1st Grade Snowstorms, Snowmen, Texture, Painting and More

1st graders, in partnership with the Kindergarten, read the novel “Snowmen All Year’.  They read it for the same purpose but did something entirely different.  After working with my 3rd graders using shaving cream and glue made into puffy paint, I decided that the best thing to do was find more excuses to use it, haha – that said, I started by having a snow men in a snow storm project develop.

Students started by writing the letter “R” really large on their paper, the straight edge of the R was the left side of the paper and then the rest went towards the right.  This made our snowman look up close and personal and allowed us to talk about perspective.  This is a quick step so best to do this on the same day as the reading.

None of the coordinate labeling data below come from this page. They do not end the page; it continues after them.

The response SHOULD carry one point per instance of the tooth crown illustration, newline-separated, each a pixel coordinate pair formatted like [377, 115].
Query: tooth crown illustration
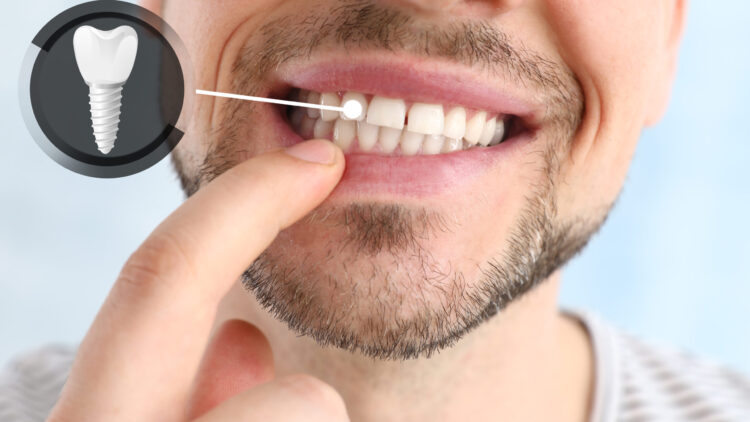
[105, 60]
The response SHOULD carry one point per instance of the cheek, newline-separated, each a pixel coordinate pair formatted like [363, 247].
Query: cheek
[611, 47]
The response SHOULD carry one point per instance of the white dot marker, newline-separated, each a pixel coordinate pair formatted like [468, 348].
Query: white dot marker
[352, 109]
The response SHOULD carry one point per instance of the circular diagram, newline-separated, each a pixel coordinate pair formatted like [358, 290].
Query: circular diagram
[104, 89]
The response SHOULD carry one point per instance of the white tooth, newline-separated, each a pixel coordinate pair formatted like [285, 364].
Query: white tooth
[452, 145]
[389, 139]
[499, 132]
[411, 142]
[367, 135]
[433, 144]
[427, 119]
[344, 132]
[455, 123]
[313, 98]
[475, 127]
[387, 112]
[360, 98]
[488, 132]
[322, 129]
[105, 60]
[329, 99]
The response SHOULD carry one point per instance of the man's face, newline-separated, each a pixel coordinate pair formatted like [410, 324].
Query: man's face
[428, 236]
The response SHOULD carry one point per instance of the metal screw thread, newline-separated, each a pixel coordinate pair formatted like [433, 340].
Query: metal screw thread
[106, 103]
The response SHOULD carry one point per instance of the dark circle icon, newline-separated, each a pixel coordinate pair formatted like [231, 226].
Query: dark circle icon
[105, 89]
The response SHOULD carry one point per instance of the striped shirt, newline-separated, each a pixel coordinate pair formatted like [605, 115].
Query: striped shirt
[634, 383]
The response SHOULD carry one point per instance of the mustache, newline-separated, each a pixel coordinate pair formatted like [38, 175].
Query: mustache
[363, 25]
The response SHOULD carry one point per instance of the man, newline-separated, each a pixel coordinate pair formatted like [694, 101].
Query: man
[414, 275]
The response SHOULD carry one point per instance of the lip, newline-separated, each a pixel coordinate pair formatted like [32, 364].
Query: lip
[385, 177]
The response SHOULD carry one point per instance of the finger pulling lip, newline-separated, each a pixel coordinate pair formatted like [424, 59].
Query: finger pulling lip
[386, 177]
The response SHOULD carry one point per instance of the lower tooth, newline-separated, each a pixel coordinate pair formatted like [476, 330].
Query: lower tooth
[344, 132]
[389, 139]
[433, 144]
[322, 129]
[367, 135]
[411, 142]
[296, 118]
[452, 145]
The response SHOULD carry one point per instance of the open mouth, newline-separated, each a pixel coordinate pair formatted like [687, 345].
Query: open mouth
[427, 129]
[399, 127]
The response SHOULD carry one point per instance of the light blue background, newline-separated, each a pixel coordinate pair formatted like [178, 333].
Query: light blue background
[671, 265]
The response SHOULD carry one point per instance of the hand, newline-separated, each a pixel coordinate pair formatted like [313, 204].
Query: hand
[143, 352]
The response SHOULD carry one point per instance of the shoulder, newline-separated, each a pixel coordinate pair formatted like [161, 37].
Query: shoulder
[31, 383]
[641, 382]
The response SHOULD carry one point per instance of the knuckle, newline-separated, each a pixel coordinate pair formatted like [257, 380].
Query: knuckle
[321, 396]
[159, 261]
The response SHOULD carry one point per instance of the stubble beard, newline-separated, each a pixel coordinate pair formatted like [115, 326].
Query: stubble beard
[363, 311]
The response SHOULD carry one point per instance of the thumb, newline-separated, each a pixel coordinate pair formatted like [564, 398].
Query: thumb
[237, 359]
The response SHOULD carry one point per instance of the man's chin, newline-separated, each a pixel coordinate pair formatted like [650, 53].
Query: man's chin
[387, 282]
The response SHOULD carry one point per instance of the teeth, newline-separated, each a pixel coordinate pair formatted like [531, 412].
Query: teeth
[455, 123]
[475, 127]
[344, 132]
[452, 145]
[387, 112]
[383, 126]
[389, 139]
[488, 132]
[322, 129]
[360, 98]
[367, 135]
[313, 98]
[329, 99]
[426, 119]
[411, 142]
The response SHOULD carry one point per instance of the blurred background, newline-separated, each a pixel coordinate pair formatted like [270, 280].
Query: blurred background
[672, 265]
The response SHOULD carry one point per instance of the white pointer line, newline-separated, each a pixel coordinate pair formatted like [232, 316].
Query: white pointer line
[352, 109]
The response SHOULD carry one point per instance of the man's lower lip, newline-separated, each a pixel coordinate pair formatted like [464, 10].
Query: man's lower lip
[377, 176]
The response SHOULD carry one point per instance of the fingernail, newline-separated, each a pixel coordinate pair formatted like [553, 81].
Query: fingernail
[315, 151]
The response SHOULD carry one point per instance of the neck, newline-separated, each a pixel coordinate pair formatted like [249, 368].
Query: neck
[528, 363]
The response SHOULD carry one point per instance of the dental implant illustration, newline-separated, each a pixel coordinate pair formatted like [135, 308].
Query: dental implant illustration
[105, 60]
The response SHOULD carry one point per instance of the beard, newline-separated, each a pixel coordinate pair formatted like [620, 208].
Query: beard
[405, 304]
[370, 281]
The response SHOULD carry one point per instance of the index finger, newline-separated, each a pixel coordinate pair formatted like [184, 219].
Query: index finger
[138, 360]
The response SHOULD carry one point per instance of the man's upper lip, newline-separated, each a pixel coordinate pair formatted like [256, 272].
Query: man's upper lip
[412, 80]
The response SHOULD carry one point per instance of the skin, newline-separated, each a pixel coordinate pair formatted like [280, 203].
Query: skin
[148, 355]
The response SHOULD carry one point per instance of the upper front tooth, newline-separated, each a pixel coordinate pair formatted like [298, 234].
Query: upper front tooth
[427, 119]
[455, 123]
[360, 98]
[488, 132]
[329, 99]
[387, 112]
[475, 127]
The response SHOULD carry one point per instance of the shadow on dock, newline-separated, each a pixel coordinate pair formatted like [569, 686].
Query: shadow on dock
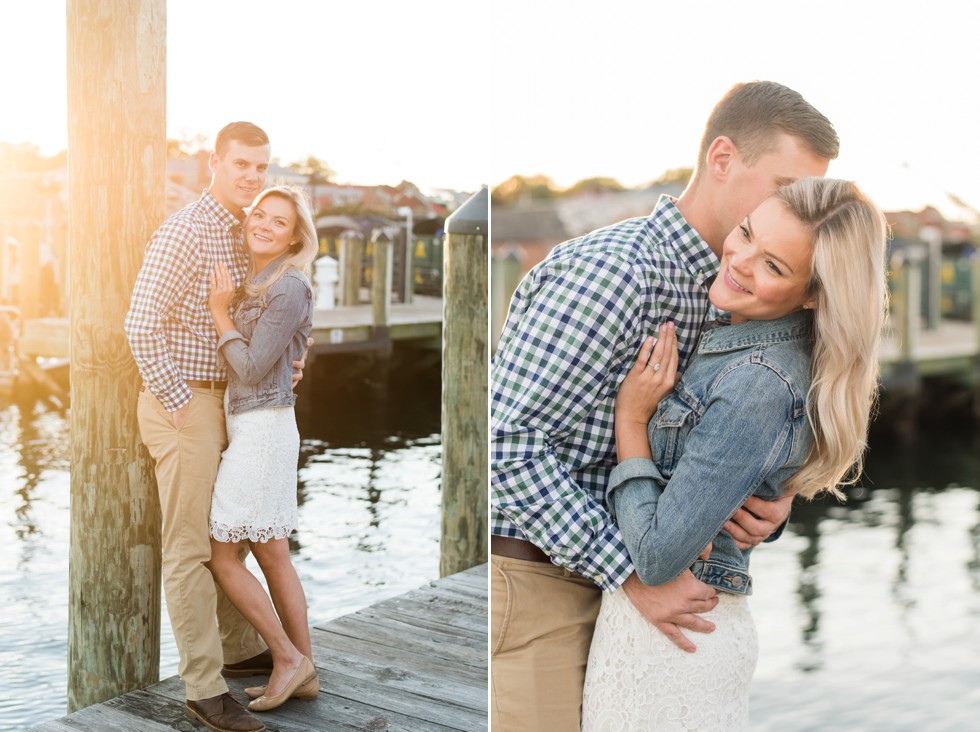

From there, students mixed up their scientific concoction and made their puffy paint.  They the used sponge paint brushed to paint the snow on.  Students were instructed to paint “thick” just like a snowman would be – this insures that the snowman is white and not see through.  I used blue paper to make the sky an easy step.  It’s important to also stay in the lines otherwise our snowmen start to look like blobs.

After letting the shaving cream dry – overnight is best – it turns out very light, soft and fluffy.  It cracks in some places and others it crumples off but it gives a very nice snowy texture.  From there, we use numbers and dots to make our snowman come alive.  3 large dots of black paint for the buttons, 2 medium ones for the eyes and a few little ones for the mouth!

Students also cut and glue on an orange triangle (talk about shapes!) for the nose and then crumple up tissue paper and then smooth it out for the scarves.  The crumpling gives us a great chance to discuss “texture”.  To add the snowstorm, we use paint brushes (q tips would easily be better) to dot on the snowflakes falling.  We do a lot at the top and start to lessen the amount up towards the bottom to give the illusion that they are falling.  I kind of enjoyed the paint brushes because the strokes gave a lot of movement to the snow falling and sometimes, students accomplished a “snow storm” feel to their painting.  Other students wanted to put snow drops on the nose to make it look like the snow was falling over him “like in perspective, Miss J” – of course, I was all for this!

Next class we are designing a hat and adding it to our snowman while also writing a sentence about what we would do with our snowman if we could keep him all year.